About six weeks into my second year of design school, I realized I wasn’t working as hard as my peers. Sure, I was getting everything done and getting good grades, but I was done with my assignments every day around seven while my classmates worked late into the night. I was perplexed each time I heard people complain about their endless work. Am I just managing my workload better? Are they just doing more outside of school, like extracurricular activities or a job? But when I compared my work with theirs, I realized that theirs was often more thought out and polished than mine. They were simply putting more into each assignment than I was.

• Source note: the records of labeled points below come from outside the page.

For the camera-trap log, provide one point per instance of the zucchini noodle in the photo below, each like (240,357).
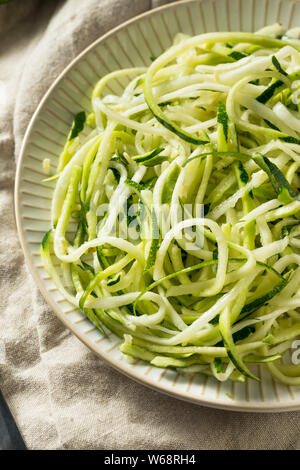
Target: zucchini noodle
(175,214)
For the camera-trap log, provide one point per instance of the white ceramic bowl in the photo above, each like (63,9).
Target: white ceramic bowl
(132,44)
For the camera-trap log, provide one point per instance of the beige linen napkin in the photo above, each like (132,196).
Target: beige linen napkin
(61,394)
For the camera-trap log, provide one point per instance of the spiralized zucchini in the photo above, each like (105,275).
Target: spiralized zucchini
(175,214)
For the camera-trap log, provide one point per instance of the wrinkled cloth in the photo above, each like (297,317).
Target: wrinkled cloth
(61,394)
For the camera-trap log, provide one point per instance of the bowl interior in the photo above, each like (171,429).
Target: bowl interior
(133,44)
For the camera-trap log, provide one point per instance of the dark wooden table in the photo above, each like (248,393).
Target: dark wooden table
(10,437)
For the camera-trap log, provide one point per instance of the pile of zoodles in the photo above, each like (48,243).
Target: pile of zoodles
(175,214)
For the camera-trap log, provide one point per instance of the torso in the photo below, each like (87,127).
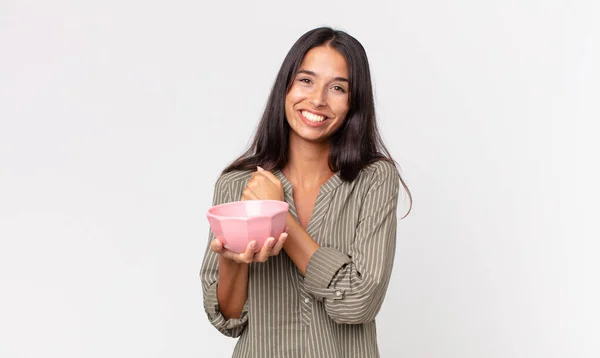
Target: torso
(305,202)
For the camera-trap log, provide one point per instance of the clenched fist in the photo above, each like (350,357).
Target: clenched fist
(263,186)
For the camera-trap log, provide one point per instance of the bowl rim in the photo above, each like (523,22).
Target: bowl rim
(245,218)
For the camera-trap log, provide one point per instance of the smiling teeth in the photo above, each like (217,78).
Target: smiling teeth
(313,117)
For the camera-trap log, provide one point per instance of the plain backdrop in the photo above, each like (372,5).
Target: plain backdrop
(116,118)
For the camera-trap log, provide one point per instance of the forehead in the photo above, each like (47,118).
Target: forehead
(325,61)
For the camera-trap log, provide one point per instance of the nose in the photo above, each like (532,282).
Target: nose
(318,98)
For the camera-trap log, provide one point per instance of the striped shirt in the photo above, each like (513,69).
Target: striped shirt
(331,311)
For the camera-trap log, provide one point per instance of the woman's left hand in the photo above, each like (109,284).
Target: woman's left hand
(263,186)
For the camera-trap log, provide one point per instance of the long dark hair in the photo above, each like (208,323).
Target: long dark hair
(356,144)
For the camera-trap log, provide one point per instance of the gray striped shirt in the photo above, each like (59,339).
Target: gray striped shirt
(331,312)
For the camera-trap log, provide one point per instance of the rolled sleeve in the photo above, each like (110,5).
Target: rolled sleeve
(353,283)
(322,267)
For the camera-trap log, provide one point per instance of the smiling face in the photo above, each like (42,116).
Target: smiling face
(318,100)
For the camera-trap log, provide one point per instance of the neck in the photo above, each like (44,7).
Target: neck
(308,164)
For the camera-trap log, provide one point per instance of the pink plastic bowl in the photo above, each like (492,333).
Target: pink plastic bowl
(239,222)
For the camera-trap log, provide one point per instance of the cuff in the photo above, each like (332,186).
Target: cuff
(322,267)
(232,327)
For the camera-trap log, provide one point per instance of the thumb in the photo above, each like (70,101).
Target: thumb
(269,175)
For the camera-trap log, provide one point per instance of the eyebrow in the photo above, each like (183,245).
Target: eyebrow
(311,73)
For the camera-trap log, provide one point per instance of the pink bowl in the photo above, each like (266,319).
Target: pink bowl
(239,222)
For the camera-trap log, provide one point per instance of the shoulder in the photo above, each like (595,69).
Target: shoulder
(230,178)
(379,172)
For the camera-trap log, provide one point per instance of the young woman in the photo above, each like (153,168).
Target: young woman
(314,291)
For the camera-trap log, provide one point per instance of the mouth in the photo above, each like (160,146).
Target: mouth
(312,119)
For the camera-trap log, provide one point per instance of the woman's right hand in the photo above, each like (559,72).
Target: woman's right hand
(272,247)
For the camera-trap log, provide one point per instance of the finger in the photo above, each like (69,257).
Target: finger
(269,175)
(249,194)
(217,246)
(279,245)
(265,252)
(248,255)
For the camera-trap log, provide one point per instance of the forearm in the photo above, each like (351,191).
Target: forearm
(299,246)
(232,289)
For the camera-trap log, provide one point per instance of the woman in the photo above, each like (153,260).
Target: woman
(315,290)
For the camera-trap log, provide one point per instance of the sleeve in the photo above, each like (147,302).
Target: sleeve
(353,284)
(209,274)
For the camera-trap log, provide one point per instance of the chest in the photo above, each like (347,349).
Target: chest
(305,201)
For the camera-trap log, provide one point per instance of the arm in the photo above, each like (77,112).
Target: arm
(353,284)
(224,282)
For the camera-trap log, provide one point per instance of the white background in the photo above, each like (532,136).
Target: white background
(117,116)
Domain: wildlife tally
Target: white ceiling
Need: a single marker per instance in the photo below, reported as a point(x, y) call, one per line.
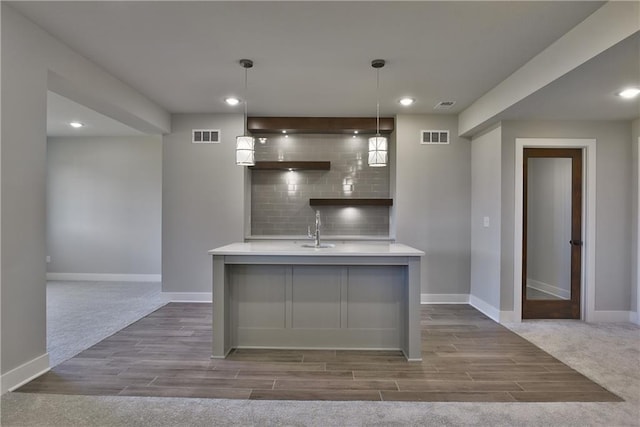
point(313, 58)
point(61, 111)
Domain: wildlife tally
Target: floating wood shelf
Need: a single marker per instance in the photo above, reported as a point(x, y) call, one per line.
point(350, 202)
point(319, 125)
point(292, 166)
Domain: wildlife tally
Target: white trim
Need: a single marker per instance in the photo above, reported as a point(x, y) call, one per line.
point(492, 312)
point(637, 312)
point(24, 373)
point(187, 296)
point(484, 307)
point(444, 298)
point(548, 288)
point(92, 277)
point(609, 316)
point(588, 214)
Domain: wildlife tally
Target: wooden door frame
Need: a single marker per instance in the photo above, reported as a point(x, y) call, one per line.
point(549, 308)
point(588, 219)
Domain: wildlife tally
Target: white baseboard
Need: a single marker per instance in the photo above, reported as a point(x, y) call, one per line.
point(444, 299)
point(24, 373)
point(549, 289)
point(484, 307)
point(510, 317)
point(187, 296)
point(91, 277)
point(608, 316)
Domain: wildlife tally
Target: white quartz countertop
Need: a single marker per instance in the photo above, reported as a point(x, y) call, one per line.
point(296, 249)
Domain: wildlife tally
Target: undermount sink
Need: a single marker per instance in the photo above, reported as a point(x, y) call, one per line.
point(322, 245)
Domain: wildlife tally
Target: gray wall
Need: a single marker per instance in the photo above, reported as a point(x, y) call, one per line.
point(485, 202)
point(280, 199)
point(28, 55)
point(104, 204)
point(613, 205)
point(202, 199)
point(433, 201)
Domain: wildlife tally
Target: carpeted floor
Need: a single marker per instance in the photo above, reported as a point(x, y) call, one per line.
point(81, 314)
point(607, 353)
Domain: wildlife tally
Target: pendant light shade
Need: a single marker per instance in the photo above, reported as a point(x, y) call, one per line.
point(245, 144)
point(378, 145)
point(378, 151)
point(245, 154)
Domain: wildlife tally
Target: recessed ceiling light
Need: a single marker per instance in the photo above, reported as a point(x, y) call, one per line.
point(406, 101)
point(629, 93)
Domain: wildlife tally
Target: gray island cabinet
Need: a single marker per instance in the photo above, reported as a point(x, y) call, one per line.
point(363, 296)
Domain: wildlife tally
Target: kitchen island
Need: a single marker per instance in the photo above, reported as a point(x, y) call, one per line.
point(363, 296)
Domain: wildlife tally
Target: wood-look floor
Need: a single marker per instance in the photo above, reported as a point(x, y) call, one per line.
point(466, 357)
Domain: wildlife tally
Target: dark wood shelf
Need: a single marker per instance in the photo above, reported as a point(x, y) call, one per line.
point(350, 202)
point(292, 166)
point(319, 125)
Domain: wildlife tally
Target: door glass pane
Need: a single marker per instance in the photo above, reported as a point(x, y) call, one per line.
point(548, 229)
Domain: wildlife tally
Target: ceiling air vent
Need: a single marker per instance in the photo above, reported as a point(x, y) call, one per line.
point(205, 136)
point(434, 137)
point(444, 105)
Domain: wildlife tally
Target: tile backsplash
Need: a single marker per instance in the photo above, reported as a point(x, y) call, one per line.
point(280, 199)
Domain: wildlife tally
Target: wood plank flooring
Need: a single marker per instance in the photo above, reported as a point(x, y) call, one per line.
point(467, 357)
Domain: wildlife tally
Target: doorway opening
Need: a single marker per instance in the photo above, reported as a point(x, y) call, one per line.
point(552, 233)
point(588, 226)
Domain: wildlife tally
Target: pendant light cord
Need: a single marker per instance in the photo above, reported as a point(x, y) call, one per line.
point(377, 101)
point(246, 91)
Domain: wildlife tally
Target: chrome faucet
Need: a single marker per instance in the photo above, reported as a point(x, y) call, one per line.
point(315, 235)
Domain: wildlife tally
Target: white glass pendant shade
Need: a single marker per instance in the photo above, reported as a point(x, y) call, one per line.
point(378, 151)
point(245, 154)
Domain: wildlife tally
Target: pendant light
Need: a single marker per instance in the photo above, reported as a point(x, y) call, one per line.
point(378, 146)
point(245, 153)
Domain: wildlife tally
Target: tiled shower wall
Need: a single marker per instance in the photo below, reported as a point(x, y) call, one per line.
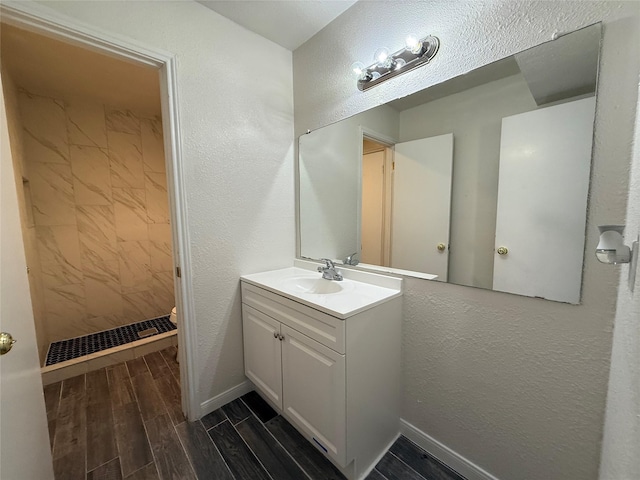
point(97, 182)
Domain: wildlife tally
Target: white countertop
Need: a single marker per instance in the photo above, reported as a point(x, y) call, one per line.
point(358, 291)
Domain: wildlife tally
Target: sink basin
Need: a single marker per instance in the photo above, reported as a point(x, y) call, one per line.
point(311, 285)
point(340, 299)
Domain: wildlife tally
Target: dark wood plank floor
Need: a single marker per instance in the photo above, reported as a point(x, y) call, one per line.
point(124, 422)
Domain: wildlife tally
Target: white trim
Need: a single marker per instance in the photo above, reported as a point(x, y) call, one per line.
point(42, 20)
point(225, 397)
point(364, 474)
point(443, 453)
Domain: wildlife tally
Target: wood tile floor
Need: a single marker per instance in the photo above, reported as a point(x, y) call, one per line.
point(125, 422)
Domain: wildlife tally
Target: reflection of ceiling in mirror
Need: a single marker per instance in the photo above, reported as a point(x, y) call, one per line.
point(495, 71)
point(564, 68)
point(556, 70)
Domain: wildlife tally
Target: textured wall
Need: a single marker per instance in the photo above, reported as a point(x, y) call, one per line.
point(517, 385)
point(236, 120)
point(620, 459)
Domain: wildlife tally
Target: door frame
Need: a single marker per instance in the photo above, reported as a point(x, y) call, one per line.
point(41, 20)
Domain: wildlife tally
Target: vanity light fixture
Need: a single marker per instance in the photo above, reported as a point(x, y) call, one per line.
point(612, 250)
point(417, 51)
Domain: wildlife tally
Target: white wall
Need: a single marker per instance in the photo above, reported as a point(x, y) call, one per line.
point(516, 385)
point(236, 124)
point(620, 459)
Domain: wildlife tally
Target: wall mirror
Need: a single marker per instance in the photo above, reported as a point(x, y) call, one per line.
point(481, 180)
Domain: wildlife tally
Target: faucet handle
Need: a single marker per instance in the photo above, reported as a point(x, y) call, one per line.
point(350, 260)
point(328, 263)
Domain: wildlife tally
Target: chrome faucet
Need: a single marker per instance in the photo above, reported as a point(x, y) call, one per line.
point(329, 270)
point(351, 260)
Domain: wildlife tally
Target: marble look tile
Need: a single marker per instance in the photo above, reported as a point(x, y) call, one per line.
point(45, 129)
point(135, 273)
point(152, 145)
point(122, 120)
point(97, 233)
point(86, 123)
point(125, 157)
point(102, 286)
point(59, 250)
point(157, 200)
point(141, 306)
point(104, 322)
point(130, 214)
point(162, 289)
point(52, 194)
point(65, 308)
point(91, 175)
point(160, 247)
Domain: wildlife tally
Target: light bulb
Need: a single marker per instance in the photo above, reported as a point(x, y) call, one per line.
point(360, 71)
point(381, 57)
point(413, 44)
point(611, 248)
point(358, 68)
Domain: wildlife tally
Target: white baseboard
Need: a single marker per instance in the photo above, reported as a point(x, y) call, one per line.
point(225, 397)
point(443, 453)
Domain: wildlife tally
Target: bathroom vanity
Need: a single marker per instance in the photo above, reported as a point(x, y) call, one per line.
point(326, 355)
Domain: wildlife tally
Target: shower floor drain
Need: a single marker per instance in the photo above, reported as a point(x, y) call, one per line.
point(148, 332)
point(80, 346)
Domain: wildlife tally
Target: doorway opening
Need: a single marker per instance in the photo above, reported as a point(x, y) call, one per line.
point(377, 195)
point(165, 122)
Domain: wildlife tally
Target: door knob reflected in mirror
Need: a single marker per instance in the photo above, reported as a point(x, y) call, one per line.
point(6, 342)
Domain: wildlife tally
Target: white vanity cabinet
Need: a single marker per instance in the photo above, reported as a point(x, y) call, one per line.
point(337, 380)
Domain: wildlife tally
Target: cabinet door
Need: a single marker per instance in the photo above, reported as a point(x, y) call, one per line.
point(262, 353)
point(314, 392)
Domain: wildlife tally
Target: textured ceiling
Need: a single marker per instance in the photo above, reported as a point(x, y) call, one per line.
point(288, 23)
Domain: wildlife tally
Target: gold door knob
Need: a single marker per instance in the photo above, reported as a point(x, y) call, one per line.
point(6, 342)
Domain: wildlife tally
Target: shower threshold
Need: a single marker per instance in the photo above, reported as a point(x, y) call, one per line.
point(73, 348)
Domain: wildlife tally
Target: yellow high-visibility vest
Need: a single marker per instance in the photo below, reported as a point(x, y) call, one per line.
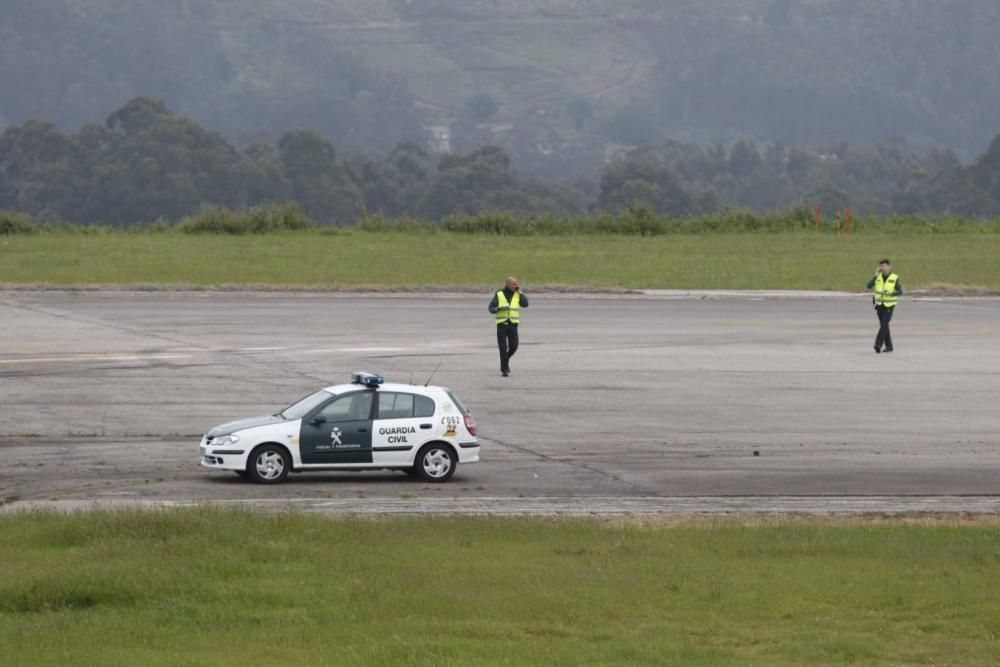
point(508, 311)
point(885, 290)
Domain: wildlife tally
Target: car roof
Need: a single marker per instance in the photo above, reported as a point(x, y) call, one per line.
point(388, 386)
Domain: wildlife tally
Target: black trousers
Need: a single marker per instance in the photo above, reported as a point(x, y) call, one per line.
point(507, 342)
point(883, 337)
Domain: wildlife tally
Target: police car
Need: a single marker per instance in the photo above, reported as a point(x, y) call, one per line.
point(424, 431)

Clearly I had to step it up, but I didn’t really know how. I take my work as far as I feel it can go, then stop, turn it in, and get feedback from my professor. How could I develop it further independently, before getting feedback?

So I developed a set of questions to ask myself when I felt my work was done to help push it to the next level. Hopefully, they can help you too.

Composition

  • Is the main element in the center of the format? Can it be moved and still convey the message?

  • What if the main element were dramatically scaled up or down?

  • Is the negative space around the element activated? Are there interesting shapes of negative space?

  • Where does the viewer’s eye go first? Is that where you want it to go?

  • Is there an overall system governing the organization of the piece?

Contrast

  • What if there were a contrast in scale?

  • What if there were a contrast in value or color?

  • What if there were a contrast in form?

  • Do the lines in the composition vary in width and size?

Polish

  • Are the areas where elements intersect or overlap clean and the right size?

  • Are the colors the best they can be, both in appropriateness to the subject and in terms of aesthetics?

Texture

  • Can the texture of the elements be improved by overlapping elements of differing scale?

  • Can one element be reversed out of another?